Il en résulte que les mesures de traitement du surendettement prévues aux articles L733-1, L733-4 et L733-7 du Code de la consommation sont manifestement impuissantes à permettre l’apurement du passif et que la situation de Madame [O] [B] est irrémédiablement compromise au sens de l’article L724-1 du même code.

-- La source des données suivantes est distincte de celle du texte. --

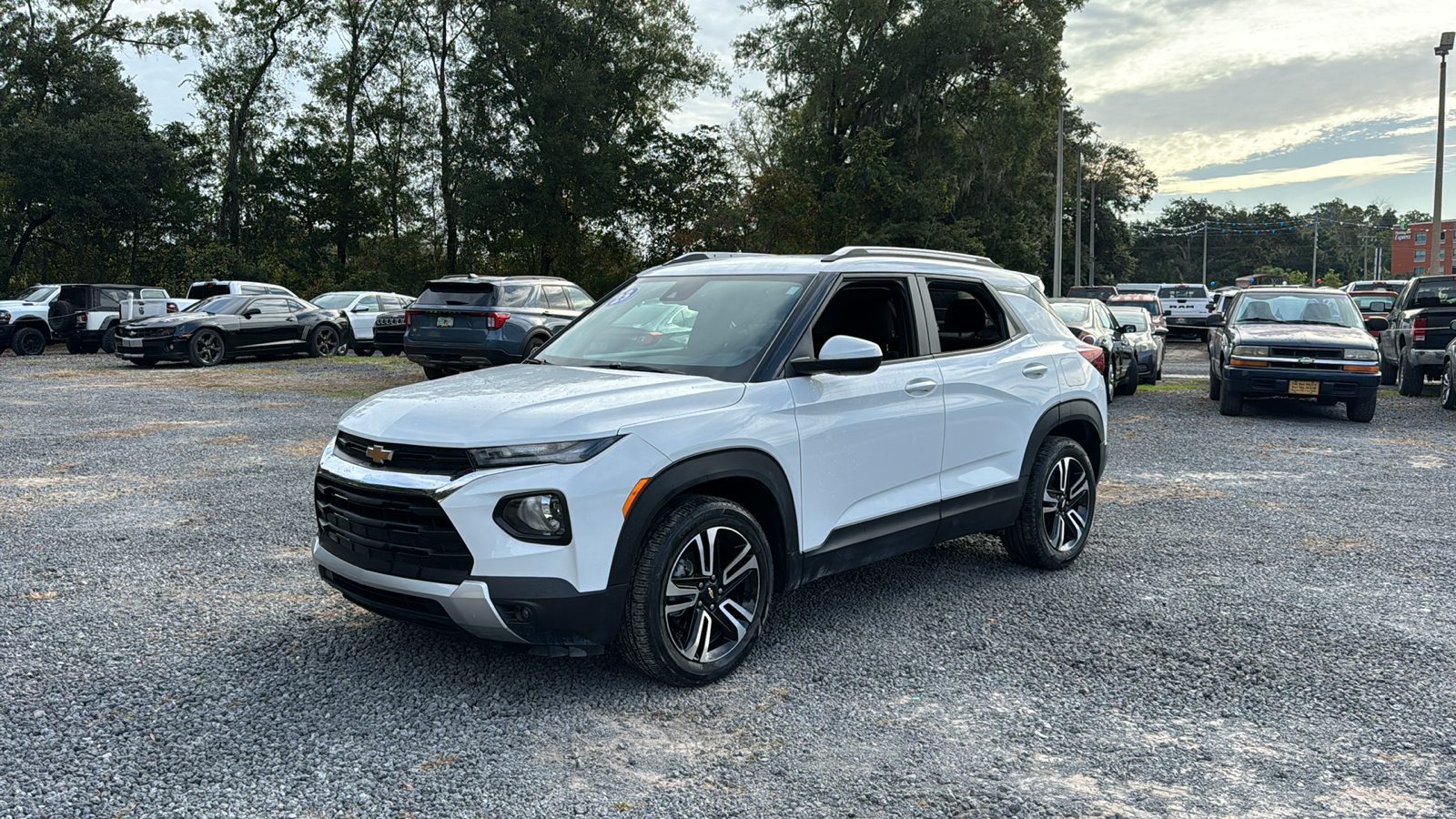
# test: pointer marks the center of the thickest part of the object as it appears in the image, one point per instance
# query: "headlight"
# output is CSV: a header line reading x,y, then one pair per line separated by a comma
x,y
560,452
536,516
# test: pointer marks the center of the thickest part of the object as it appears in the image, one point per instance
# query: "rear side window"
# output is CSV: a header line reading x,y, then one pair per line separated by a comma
x,y
459,295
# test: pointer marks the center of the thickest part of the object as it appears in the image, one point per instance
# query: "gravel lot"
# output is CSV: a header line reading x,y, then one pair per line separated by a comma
x,y
1259,627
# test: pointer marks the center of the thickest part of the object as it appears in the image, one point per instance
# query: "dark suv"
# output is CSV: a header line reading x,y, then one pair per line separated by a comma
x,y
470,322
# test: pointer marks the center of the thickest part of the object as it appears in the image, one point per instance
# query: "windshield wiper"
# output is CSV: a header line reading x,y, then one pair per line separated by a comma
x,y
638,368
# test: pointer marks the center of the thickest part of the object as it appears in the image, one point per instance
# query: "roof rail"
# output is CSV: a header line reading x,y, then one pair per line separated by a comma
x,y
705,256
907,252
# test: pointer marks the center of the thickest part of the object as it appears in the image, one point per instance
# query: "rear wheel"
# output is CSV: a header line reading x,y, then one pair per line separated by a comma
x,y
701,592
1056,515
206,349
1449,385
1410,379
28,341
1230,402
1360,410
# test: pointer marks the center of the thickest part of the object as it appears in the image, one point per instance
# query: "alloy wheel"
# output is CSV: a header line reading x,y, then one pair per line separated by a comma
x,y
713,595
1065,504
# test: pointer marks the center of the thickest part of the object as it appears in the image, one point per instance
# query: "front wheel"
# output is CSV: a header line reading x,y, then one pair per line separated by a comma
x,y
1056,515
324,341
701,593
206,349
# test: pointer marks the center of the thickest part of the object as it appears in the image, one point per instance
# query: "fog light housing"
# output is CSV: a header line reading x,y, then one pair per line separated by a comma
x,y
541,518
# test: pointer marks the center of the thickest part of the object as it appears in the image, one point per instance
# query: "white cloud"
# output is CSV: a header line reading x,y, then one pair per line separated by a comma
x,y
1353,169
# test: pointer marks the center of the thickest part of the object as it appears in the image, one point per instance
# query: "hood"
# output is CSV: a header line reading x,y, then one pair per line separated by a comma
x,y
531,404
1303,336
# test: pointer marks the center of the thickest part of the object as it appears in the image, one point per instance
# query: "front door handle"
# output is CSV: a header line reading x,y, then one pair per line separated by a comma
x,y
921,387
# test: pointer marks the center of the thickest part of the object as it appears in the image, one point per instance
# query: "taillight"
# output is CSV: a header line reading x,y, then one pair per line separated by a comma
x,y
1094,354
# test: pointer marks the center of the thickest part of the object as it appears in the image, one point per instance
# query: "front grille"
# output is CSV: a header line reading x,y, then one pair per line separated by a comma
x,y
1308,351
399,533
407,458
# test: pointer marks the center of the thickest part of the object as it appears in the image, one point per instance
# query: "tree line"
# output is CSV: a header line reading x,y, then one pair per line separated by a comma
x,y
382,143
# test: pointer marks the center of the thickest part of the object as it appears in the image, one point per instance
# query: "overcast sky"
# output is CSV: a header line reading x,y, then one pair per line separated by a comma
x,y
1237,101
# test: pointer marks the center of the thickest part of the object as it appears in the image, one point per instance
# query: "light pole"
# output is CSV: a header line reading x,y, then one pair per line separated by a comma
x,y
1448,40
1056,220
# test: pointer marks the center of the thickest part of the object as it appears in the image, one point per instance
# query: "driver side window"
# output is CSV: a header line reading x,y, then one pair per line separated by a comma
x,y
877,310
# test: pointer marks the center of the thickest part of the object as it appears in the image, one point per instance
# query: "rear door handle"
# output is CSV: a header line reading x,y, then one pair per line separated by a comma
x,y
921,387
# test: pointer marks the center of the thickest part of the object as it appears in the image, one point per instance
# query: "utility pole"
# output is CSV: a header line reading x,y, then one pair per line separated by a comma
x,y
1056,220
1077,252
1448,40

En conséquence, au regard de ce qui précède, il y a lieu de confirmer la décision de la commission et de prononcer un rétablissement personnel sans liquidation judiciaire au profit de Madame [O] [B] avec les conséquences rappelées au dispositif de la présente décision.
PAR CES MOTIFS
Le Juge des Contentieux de la Protection statuant en matière de surendettement, statuant publiquement, par mise à disposition du jugement au greffe à la date indiquée à l’issue des débats en audience publique en application de l’article 450 alinéa 2 du Code de procédure civile, par jugement réputé contradictoire et rendu en premier ressort,
DIT la SCI [1] recevable et mal-fondée en son recours à l’encontre des mesures recommandées par la commission de traitement des situations de surendettement du PAS-DE-CALAIS dans sa séance du 30 septembre 2025 ;
CONSTATE que la situation de Madame [O] [B] est irrémédiablement compromise au sens de l’article L724-1 du Code de la consommation ;
PRONONCE à son profit une mesure de rétablissement personnel sans liquidation judiciaire ;
DIT qu’un extrait du présent jugement sera publié par les soins du greffe au Bulletin Officiel des Annonces Civiles et Commerciales ;
RAPPELLE que cette mesure entraîne l’effacement de toutes les dettes professionnelles et non professionnelles nées antérieurement au présent jugement et, le cas échéant, de la dette résultant de l’engagement que le débiteur a donné de cautionner ou d’acquitter solidairement la dette d’un entrepreneur individuel ou d’une société à l’exception de celles dont le prix a été payé au lieu et place du débiteur par la caution ou le co-obligé personnes physiques, des dettes alimentaires, des réparations pécuniaires allouées aux victimes au titre d’une condamnation pénale, ainsi que des amendes pénales, des dettes ayant pour origine des manœuvres frauduleuses commises au préjudice des organismes de protection sociale énumérés à l’article L114-12 du code de la sécurité sociale et des dettes issues de prêts sur gage souscrits auprès des caisses de crédit municipal,
CONSTATE qu’en l’espèce, aucun des créanciers connus dont la liste figure en en-tête de la présente décision ne peut prétendre voir sa créance échapper à cette mesure d’effacement,
RAPPELLE qu’en application de l’article R741-14 du Code de la consommation, les créanciers qui n’auraient pas été avisés pourront former tierce opposition au présent jugement, et qu’à défaut d’une tierce opposition dans un délai de deux mois à compter de la publicité, leurs créances seront éteintes ;
RAPPELLE qu’en application de l’article L752-3 du Code de la consommation, les personnes ayant bénéficié de la procédure de rétablissement personnel font l’objet, à ce titre, d’une inscription pour une période de 5 années au Fichier National des Incidents de Paiement tenu par la [10] à compter de la date du présent jugement ;
RAPPELLE qu’en application de l’article R713-10 du Code de la consommation, la présente décision est immédiatement exécutoire ;
LAISSE les dépens à la charge du Trésor Public ;
DIT que le présent jugement sera notifié par lettre recommandée avec accusé de réception à Madame [O] [B] et aux créanciers connus, et par lettre simple à la commission d’examen des situations de surendettement des particuliers du PAS-DE-[Localité 3].
Ainsi jugé et prononcé à [Localité 1], le 7 avril 2026.